Верочка смотрела исподлобья. Взяла его горячей рукою, потянула из кухни в комнату, закрыла дверь. Как в детстве — посекретничать.
— Папа, ты знаешь, как все сложно с Николаем Эрастовичем… Человек он странный, больной… Часто днем ему надо прилечь, а где он тут может? Он говорит: если б хоть свой угол, хоть маленькая верандочка…
— Ну и?.. Что дальше?
— Он говорит: больше нет сил. На птичьих правах. Была бы хоть какая веранда. Понимаешь, он на пределе…
— Кого он больше любит, тебя или веранду?
— Нельзя так…
Круглое Верочкино лицо с подстриженной по-девчоночьи челкой, мятое, нездоровое лицо немолодой женщины, сморщилось, губы задрожали, Верочка повернулась и ушла из комнаты. Павел Евграфович стоял в нерешительности. Было жаль ее. Но он не знал, что надо сделать, чтоб ей стало лучше. Веранда не поможет. Он вышел из комнаты, подошел к Верочке, которая терла тряпкой кухонный столик, глядя в окно, и обнял ее.

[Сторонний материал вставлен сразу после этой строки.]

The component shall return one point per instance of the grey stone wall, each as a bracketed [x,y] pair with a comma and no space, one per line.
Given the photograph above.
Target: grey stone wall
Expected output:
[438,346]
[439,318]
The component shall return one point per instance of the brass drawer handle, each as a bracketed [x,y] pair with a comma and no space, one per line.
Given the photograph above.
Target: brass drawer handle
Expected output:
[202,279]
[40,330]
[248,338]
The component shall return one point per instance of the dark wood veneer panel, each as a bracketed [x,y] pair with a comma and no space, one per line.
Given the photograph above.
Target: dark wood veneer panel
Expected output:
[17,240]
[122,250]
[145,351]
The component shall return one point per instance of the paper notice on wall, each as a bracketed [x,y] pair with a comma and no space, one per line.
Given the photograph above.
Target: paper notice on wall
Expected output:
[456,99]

— Нельзя так, нельзя, нельзя… Тем более к твоим близким, которые тебя любят… — шептала дочь.
— Ну что сделать для тебя? — Он поцеловал ее в темя.
— Не знаю, что ты можешь. Поговори с Приходько. А вдруг… Я не знаю… Попробуй…
У Верочки редкое качество: мгновенно обижается, но так же мгновенно и полностью забывает обиду. Для кого-нибудь была бы замечательная жена, как хотела иметь детей, да теперь поздно, года вышли, а тот заставлял делать аборты. Два раза при Гале делала, а уж без Гали, никому не известно сколько. Ах ты, бог ты мой, ничего в их делах не поймешь… Он бы, к примеру, на месте Верочки не смог прожить с этим Эрастовичем и трех дней, прогнал бы к лешему, а она живет, терпит.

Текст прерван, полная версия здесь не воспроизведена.